SPORTS: Using a social media platform to make it official on Tuesday, Tampa Bay Buccaneers quarterback Tom Brady, 44, announced his decision to retire. “I have always believed the sport of football is an ‘all-in’ proposition — if a 100% competitive commitment isn’t there, you won’t succeed, and success is what I love so much about our game,” Brady said in an Instagram post. “This is difficult for me to write, but here it goes: I am not going to make that competitive commitment anymore.
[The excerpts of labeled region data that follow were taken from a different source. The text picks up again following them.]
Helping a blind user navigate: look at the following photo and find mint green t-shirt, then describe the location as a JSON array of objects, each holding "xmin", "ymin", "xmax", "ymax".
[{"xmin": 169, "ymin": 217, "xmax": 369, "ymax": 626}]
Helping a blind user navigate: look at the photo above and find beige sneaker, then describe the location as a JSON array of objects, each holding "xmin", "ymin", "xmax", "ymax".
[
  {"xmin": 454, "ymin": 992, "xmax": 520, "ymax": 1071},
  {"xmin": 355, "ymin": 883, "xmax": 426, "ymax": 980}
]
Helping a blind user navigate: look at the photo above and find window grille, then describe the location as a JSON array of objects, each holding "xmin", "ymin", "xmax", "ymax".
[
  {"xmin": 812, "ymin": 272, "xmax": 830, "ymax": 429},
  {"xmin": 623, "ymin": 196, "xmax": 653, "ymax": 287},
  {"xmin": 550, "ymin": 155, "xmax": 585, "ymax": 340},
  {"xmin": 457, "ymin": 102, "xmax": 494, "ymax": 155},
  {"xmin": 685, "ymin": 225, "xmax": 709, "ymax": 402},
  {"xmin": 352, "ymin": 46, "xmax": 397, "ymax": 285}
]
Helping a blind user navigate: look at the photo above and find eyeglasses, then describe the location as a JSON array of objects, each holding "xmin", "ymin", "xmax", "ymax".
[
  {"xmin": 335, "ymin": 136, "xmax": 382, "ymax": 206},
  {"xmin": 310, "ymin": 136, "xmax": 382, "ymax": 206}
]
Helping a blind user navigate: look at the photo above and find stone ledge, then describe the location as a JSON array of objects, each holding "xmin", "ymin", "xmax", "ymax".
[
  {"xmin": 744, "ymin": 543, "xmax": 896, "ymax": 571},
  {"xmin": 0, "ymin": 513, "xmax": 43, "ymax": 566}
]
I have loved my NFL career, and now it is time to focus my time and energy on other things that require my attention” (The New York Times). 

THE CLOSER

And finally … An 8-year-old boy in Boise, Idaho, in December completed an imaginative book by hand featuring an exploding star atop a Christmas tree and some time travel. He decided to secretly slip his self-published work into a community library’s shelf of children’s books, thinking he would share his tale. 

 

Appreciative librarians found it, asked permission from the family and made the manuscript part of the library’s collection, bar code and all, even giving the boy a special award as a young novelist. 

 

The book now has a lengthy wait list of eager readers after KTVB, a news station in Boise, reported on the graphic novel’s inclusion in the library’s holdings. As of Saturday, there was a 55-person waitlist. The book, titled “The Adventures of Dillon Helbig’s Crismis,” is signed “by Dillon His Self” and vividly illustrated with colored pencils (The Washington Post).

 

“It was naughty-ish,” Dillon said of covertly donating his first novel without permission. But the result, he added, is “pretty cool.”